Вот и все. Все, что сохранилось в дневнике. А в памяти? Было на мне темно-синее длиннополое (драповое? суконное? Бог его ведает…) пальто — самое главное мое достояние и обеспечение, самое большее, что могла сделать и дать мама, чем могла она защитить непутевого сына от всех возможных предстоящих бедствий за три тыщи верст от дому. А за пазухой этого пальто, как всегда, была очередная книжка (я до сих пор читаю в основном в метро, в транспорте), в тот раз книжка журнала «Новый мир».

— Твое тут? — ткнул пальцем или взглядом в голубенький «Новый мир» у меня за пазухой Михаил Александрович.

— Н-нет, — замотал головой я, не сразу сообразив, о чем он.

— Ну, слава богу!…

Вроде спросил он: «Ну, чего тебе, сынок? Зачем пришел?..» Не то я, не то мужики эти (один мне открывал, другой, вероятно, с самим вышел), не пускавшие меня и вызнавшие тоже о цели моего посещения, коротенько и не очень всерьез объяснили: «Да вот не знает, учиться ему дальше или бросить?»

— Учись, сынок, учись! Это тебе говорит человек, который никогда ничему не учился…

Тут уж за точность цитирования не ручаюсь, но что-то в этом духе, все шуткой, все смехом. И при этом «жутко» родной и свой! Когда школьный же друг мой Витя Лихоносов через год или полтора (т. е. в том же примерно возрасте и известности) тоже добрался до Шолохова, приехал в Вешки, увидал его на крыльце и обратился:

— Я к Вам, Михаил Александрович…

В ответ тут же услышал:

— Давно жду!

Вот и все… В общем-то, все, вся «встреча», все «общение»…

И все-таки ответил мне тогда Михаил Александрович! На все мои вопросы ответил. Хотя ничего существенного, достойного запоминания, больше не произошло. Я ничего не скрыл, ничего самого важного не забыл и не упустил. Но вот этим юмором, и… «свойскостью», и усталостью — ответил! А может, это я сам себе попозже ответил? Может быть. Но не без него, не без его участия! Он мне ответил, он. И тем, что глаза мои «крепкими» назвал. Видимо, не суетились глаза, не заискивали.
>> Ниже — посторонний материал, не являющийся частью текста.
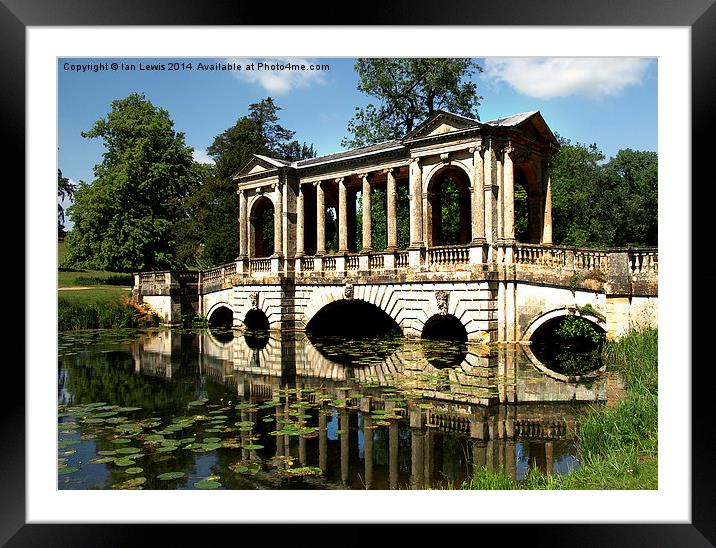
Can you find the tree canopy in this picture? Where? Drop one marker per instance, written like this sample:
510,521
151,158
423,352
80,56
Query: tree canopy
407,91
124,220
208,231
597,203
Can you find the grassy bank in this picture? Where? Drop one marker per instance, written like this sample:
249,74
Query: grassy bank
618,444
89,299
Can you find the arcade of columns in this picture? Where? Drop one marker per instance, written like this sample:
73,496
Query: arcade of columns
487,165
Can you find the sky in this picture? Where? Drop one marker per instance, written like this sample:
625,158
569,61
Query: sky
610,101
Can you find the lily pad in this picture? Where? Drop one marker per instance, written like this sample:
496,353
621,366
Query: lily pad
170,476
207,484
63,471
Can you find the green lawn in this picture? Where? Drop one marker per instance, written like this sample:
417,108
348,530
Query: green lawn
91,298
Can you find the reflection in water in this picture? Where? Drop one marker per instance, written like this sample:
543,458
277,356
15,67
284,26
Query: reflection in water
285,414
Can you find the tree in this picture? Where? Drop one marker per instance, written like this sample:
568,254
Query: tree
604,204
208,232
125,219
630,179
278,140
65,190
576,216
408,90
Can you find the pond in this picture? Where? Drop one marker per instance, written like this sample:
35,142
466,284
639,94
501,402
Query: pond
171,409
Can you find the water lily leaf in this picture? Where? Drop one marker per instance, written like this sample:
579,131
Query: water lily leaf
133,483
253,446
101,460
170,476
128,450
207,484
63,471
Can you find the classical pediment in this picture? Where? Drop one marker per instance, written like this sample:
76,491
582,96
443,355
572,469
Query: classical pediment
259,163
440,123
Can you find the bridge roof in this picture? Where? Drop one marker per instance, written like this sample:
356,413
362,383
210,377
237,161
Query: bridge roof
440,122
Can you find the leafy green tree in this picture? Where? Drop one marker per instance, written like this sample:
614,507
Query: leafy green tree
602,204
575,183
278,140
65,190
630,183
209,227
125,219
407,91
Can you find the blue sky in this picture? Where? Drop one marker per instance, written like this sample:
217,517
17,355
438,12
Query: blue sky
609,101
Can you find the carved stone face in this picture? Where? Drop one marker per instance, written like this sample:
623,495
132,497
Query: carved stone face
442,300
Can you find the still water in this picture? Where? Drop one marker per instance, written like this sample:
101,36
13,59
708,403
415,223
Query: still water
169,409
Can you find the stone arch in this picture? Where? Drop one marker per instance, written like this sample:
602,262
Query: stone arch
382,297
216,307
261,222
545,317
457,178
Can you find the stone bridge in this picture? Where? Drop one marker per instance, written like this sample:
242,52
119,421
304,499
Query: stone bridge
494,268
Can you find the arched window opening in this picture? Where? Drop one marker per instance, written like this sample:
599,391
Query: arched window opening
262,227
449,215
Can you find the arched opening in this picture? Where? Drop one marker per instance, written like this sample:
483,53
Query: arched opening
262,231
528,203
570,345
444,341
353,332
221,321
257,328
449,215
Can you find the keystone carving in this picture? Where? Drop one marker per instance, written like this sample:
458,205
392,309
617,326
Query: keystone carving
442,298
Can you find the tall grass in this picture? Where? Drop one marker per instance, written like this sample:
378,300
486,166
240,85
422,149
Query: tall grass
100,315
618,445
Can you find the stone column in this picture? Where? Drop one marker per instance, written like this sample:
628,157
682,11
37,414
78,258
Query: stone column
243,225
478,196
368,449
320,220
392,196
367,217
278,221
547,215
393,455
416,203
342,215
300,222
508,216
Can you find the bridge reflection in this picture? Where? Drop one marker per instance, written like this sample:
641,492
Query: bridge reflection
494,409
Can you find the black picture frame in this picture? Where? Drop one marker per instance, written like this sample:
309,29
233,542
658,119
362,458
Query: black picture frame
698,15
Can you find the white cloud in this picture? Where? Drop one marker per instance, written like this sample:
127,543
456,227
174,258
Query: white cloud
546,78
279,76
200,155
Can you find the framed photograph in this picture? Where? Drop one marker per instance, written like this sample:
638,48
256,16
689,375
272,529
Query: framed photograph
63,62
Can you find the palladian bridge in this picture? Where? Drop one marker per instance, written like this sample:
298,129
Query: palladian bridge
466,236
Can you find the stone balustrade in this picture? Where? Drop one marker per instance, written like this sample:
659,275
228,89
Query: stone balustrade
644,261
448,256
642,264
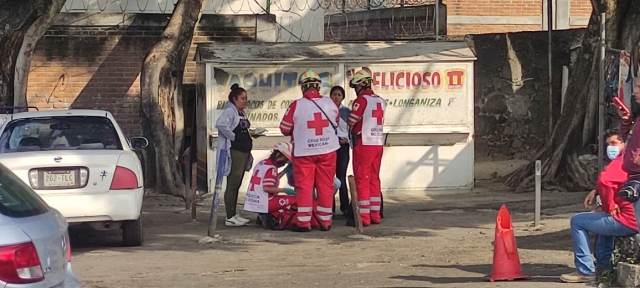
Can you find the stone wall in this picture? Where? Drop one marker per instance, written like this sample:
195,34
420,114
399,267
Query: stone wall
511,90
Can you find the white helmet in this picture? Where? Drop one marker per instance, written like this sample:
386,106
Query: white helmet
284,148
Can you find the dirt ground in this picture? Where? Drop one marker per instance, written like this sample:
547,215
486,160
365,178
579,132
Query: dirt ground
444,239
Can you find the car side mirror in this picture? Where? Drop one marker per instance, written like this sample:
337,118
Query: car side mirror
139,142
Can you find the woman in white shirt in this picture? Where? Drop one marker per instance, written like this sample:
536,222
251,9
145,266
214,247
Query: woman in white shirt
337,95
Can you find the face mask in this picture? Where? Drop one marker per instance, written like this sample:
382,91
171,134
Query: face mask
281,162
613,151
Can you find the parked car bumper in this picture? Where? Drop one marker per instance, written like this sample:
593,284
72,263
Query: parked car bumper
116,205
70,281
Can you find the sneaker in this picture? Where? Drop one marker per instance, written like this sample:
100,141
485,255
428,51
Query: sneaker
233,222
242,219
576,277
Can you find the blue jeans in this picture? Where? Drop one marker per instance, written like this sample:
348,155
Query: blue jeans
606,229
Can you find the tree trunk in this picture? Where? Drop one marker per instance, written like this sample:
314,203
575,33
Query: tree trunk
32,36
161,97
16,18
576,128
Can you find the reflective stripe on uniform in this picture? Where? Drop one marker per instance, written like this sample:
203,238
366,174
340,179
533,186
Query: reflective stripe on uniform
304,218
305,209
324,209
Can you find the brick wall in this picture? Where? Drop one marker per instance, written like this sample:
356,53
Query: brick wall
463,17
464,29
98,67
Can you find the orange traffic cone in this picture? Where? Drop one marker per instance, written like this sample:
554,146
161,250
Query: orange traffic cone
506,263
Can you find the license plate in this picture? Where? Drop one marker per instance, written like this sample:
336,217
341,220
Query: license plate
64,178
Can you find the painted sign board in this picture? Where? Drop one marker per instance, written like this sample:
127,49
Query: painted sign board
420,94
270,90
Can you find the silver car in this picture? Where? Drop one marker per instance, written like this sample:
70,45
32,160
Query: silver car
34,244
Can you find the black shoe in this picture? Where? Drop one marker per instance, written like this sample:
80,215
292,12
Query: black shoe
295,228
351,223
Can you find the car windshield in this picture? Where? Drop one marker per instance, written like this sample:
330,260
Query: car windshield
59,133
17,200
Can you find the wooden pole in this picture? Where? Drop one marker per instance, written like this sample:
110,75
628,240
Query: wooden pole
354,205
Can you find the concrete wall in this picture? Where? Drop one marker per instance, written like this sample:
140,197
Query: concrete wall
511,91
94,61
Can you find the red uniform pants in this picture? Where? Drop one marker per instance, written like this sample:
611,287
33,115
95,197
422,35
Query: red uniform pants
278,203
309,172
366,171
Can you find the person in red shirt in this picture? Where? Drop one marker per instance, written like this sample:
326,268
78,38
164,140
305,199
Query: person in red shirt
367,137
617,219
312,123
264,195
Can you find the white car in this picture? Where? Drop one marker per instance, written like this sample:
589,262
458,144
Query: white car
81,164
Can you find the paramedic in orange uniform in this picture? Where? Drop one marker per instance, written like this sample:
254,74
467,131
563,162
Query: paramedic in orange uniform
366,121
312,121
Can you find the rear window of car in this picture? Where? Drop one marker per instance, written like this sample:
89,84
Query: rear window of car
59,133
17,200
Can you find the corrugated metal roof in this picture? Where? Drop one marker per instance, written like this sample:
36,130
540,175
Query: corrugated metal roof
392,51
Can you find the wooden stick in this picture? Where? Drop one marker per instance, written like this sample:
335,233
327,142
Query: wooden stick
354,205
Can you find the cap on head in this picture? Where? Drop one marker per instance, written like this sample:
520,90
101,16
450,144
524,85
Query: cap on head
361,76
284,148
309,79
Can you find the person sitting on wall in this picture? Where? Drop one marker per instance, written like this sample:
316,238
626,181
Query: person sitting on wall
263,195
617,219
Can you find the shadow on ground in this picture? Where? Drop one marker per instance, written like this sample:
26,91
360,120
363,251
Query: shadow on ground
538,272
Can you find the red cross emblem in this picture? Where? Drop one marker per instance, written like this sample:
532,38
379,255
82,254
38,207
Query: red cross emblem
378,113
318,123
255,180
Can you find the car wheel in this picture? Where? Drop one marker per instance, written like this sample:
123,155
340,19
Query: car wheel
132,233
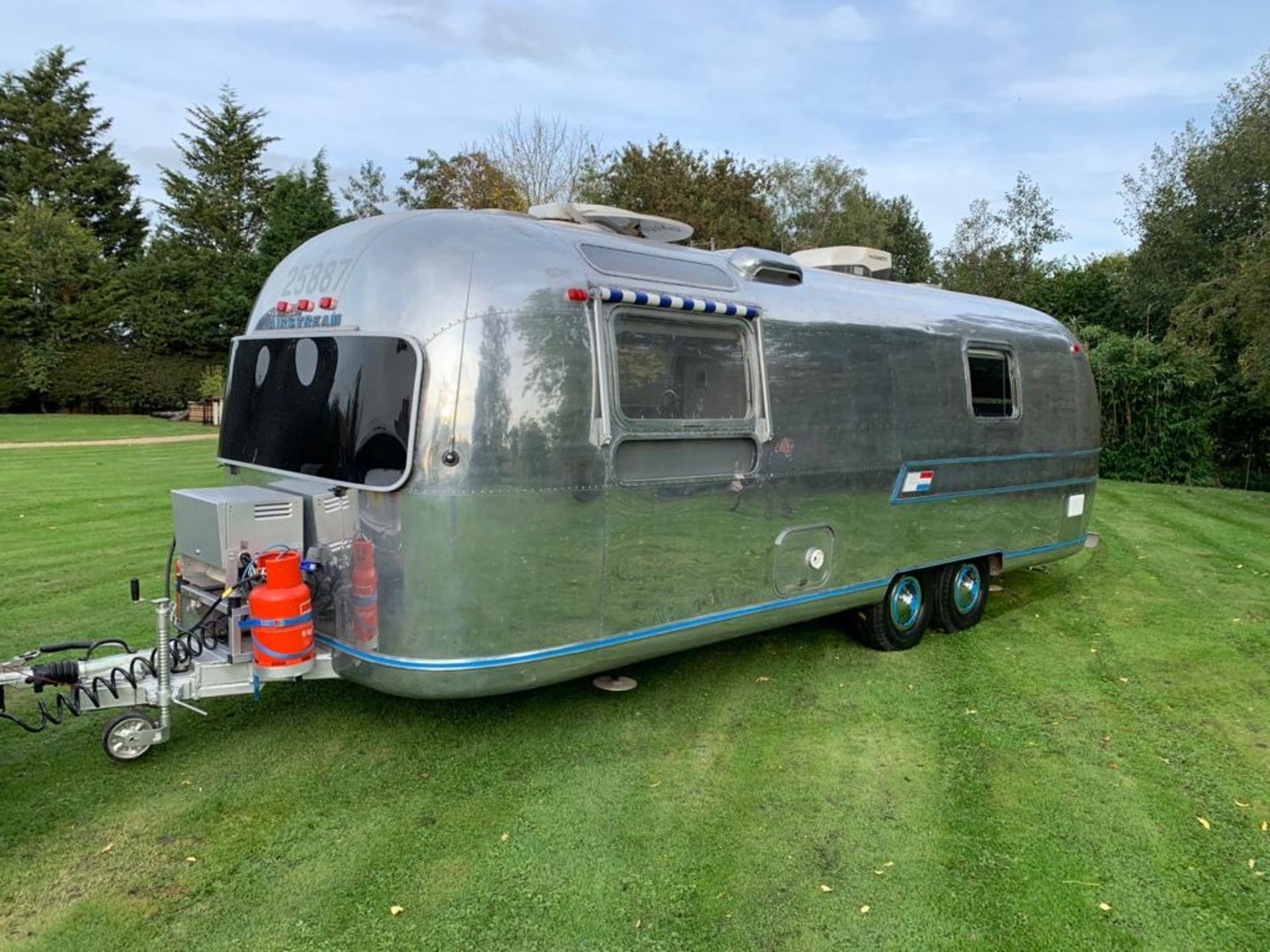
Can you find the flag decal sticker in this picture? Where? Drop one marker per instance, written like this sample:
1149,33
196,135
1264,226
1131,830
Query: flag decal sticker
919,481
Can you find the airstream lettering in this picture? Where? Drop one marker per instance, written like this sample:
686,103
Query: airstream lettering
515,450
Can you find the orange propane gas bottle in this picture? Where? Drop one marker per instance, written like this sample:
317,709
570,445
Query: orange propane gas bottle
282,623
366,593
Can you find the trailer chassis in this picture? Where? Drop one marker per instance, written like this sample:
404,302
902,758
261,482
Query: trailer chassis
142,680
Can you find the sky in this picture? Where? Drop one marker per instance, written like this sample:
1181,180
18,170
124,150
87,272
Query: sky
945,100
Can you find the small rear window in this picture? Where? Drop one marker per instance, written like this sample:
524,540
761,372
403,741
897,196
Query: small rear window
992,382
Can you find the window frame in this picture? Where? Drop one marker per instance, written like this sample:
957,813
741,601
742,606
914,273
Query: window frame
415,401
1016,397
756,426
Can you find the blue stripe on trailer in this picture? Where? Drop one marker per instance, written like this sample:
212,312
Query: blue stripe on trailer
281,655
465,664
672,302
898,498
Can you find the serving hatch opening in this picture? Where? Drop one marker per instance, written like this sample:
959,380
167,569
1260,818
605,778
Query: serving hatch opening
334,408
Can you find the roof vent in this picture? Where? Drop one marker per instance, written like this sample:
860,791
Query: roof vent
620,221
766,267
847,259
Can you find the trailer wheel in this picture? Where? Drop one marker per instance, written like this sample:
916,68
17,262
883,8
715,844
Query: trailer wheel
960,596
900,621
120,738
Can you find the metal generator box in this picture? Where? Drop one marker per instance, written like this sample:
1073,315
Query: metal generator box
214,526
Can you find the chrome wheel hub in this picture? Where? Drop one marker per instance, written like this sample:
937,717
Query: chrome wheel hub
906,603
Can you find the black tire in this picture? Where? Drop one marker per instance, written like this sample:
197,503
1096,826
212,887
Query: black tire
960,594
900,621
116,743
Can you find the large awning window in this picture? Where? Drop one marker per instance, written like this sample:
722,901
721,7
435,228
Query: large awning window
335,408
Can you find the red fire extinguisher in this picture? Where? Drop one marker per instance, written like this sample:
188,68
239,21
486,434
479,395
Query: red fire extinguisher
282,622
366,593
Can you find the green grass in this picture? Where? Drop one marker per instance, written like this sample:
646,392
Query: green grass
40,428
986,791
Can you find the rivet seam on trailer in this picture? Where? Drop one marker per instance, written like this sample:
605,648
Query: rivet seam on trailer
673,302
643,634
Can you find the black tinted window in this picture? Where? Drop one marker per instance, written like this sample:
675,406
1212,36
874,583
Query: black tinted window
671,371
332,408
991,382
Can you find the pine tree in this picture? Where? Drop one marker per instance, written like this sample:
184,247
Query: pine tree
300,206
219,205
52,153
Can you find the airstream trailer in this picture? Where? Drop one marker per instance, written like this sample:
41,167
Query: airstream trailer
573,450
520,448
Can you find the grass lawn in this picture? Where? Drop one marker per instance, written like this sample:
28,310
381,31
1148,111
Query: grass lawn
41,428
987,791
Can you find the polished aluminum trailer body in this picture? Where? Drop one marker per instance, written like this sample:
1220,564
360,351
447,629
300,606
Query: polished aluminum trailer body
544,530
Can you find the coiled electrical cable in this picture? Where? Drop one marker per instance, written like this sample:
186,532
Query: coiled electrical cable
186,645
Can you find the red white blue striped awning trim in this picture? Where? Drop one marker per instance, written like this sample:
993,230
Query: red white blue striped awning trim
673,302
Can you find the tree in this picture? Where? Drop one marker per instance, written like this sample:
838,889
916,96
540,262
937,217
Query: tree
544,158
999,253
719,196
52,154
365,190
1202,268
299,207
48,266
464,180
908,241
219,205
1091,292
825,202
821,204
Ну, пришел человек к человеку. Не проситель, не искатель благ и выгод, просто — младший к старшему. Может, действительно, сын к отцу. На исповедь. Отца я в двенадцать лет потерял… Ну, не получилась исповедь, не случилась. Обстоятельства не сложились. Но ласку отцовскую, веру спокойную в меня — сопливого, но с «крепкими» глазами! — все это я получил. А дальше? Думай сам, сынок. Мое время уходит, твое настает. Вырулил из-под мамина крыла — так давай, ходи самостоятельно! Думай. Ищи. Твоя жизнь впереди — тебе и разбираться в ней. И в личной, своей, и в общей нашей жизни, вокруг тебя… Ты — мужик и должен жизнь в свои руки брать. И нести ее аккуратненько. И расти ей помогать. И беречь, защищать ее. Отвечать за нее.

Ничего. Все нормально. Не дрейфь! Глаза у тебя — крепкие! Все нормально. Будь здоров!

И обласкал, и приободрил. Чего ж еще? Нормально. Ответил.